After Burnett hit the next batter, he appeared to have what may have been an inning-ending doubleplay on a comebacker off the bat of Bonifacio. But the ball caromed off Burnett's glove, and by the time Rollins got the ball, his momentum pushed him away from second and he didn't have time to fire to first, so he didn't make a throw.

"I may have had [Bonifacio] if I barehanded it," Rollins said. "When I got the ball, I was even with the bag, but I was going so fast and I saw the bag, and at the same time I'm thinking I can step on this bag if I can stop. But I couldn't stop. When I looked up at Bonifacio, he was maybe a step from the bag."

"If it hit my glove," Burnett said, "I should've caught it. That's the way I look at it."

The Cubs scored four times in the inning to increase their lead to 8-1. The Phillies' offense stirred in the ninth, but Howard's last loud out landed in the glove of leftfielder Kalish, stranding two more runners in scoring position.

The Phillies return to the field tomorrow for their first game at Citizens Bank Park. The home opener had been scheduled for today, but was postponed early yesterday afternoon with rain in the forecast.

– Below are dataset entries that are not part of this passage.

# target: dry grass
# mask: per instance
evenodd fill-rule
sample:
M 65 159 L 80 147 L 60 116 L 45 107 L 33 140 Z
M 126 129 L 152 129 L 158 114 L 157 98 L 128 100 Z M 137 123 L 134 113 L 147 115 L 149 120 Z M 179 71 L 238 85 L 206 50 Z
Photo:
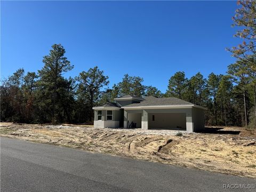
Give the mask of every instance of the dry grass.
M 256 178 L 256 134 L 241 127 L 170 131 L 2 123 L 2 137 Z

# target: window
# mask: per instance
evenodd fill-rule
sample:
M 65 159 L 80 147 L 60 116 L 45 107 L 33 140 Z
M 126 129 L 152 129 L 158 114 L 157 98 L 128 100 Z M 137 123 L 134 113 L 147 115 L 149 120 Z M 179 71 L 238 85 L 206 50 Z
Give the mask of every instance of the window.
M 107 121 L 112 121 L 113 117 L 113 111 L 107 111 Z
M 98 111 L 98 120 L 101 120 L 101 116 L 102 115 L 102 111 Z

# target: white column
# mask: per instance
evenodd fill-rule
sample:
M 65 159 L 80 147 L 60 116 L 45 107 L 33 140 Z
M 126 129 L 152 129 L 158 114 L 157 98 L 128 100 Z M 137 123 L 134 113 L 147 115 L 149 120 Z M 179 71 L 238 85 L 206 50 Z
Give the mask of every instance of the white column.
M 194 123 L 192 118 L 192 109 L 186 113 L 186 130 L 188 132 L 194 132 Z
M 124 110 L 124 128 L 127 129 L 127 119 L 128 119 L 128 113 L 127 111 Z
M 141 129 L 143 130 L 148 129 L 148 112 L 143 110 L 141 117 Z

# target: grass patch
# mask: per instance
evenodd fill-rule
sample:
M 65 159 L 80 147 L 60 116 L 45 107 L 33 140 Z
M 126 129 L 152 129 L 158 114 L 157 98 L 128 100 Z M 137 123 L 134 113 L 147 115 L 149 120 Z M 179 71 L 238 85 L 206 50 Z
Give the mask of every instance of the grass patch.
M 249 165 L 246 166 L 246 167 L 250 168 L 256 168 L 256 165 Z
M 1 130 L 0 131 L 0 134 L 9 133 L 10 132 L 11 132 L 12 131 L 12 130 L 10 129 Z
M 236 157 L 238 157 L 238 153 L 237 152 L 233 150 L 232 150 L 232 153 L 233 153 L 233 155 L 236 156 Z

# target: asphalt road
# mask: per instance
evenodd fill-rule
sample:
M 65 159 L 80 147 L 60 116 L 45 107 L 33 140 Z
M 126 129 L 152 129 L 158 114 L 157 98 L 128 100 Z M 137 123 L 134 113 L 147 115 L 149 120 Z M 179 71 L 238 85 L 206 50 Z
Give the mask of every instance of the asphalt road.
M 223 184 L 256 180 L 1 138 L 3 192 L 256 191 Z

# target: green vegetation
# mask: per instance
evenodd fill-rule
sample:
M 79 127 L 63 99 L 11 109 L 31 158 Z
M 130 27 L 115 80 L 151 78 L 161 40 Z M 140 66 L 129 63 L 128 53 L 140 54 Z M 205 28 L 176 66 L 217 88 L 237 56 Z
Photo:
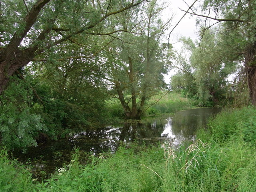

After splitting six games on the road, the Phillies will get the next 10 on their own turf with a chance to gain momentum in April, something they have not been able to do in the last two seasons.

"Walking away 9-1 would be the way I'd like to do it," Rollins said.

Why the one loss?

"You can't expect perfection," Rollins said. "Sometimes a team is going to have a good game. Today they had a real good game. Once that train got going, it was hard to stop."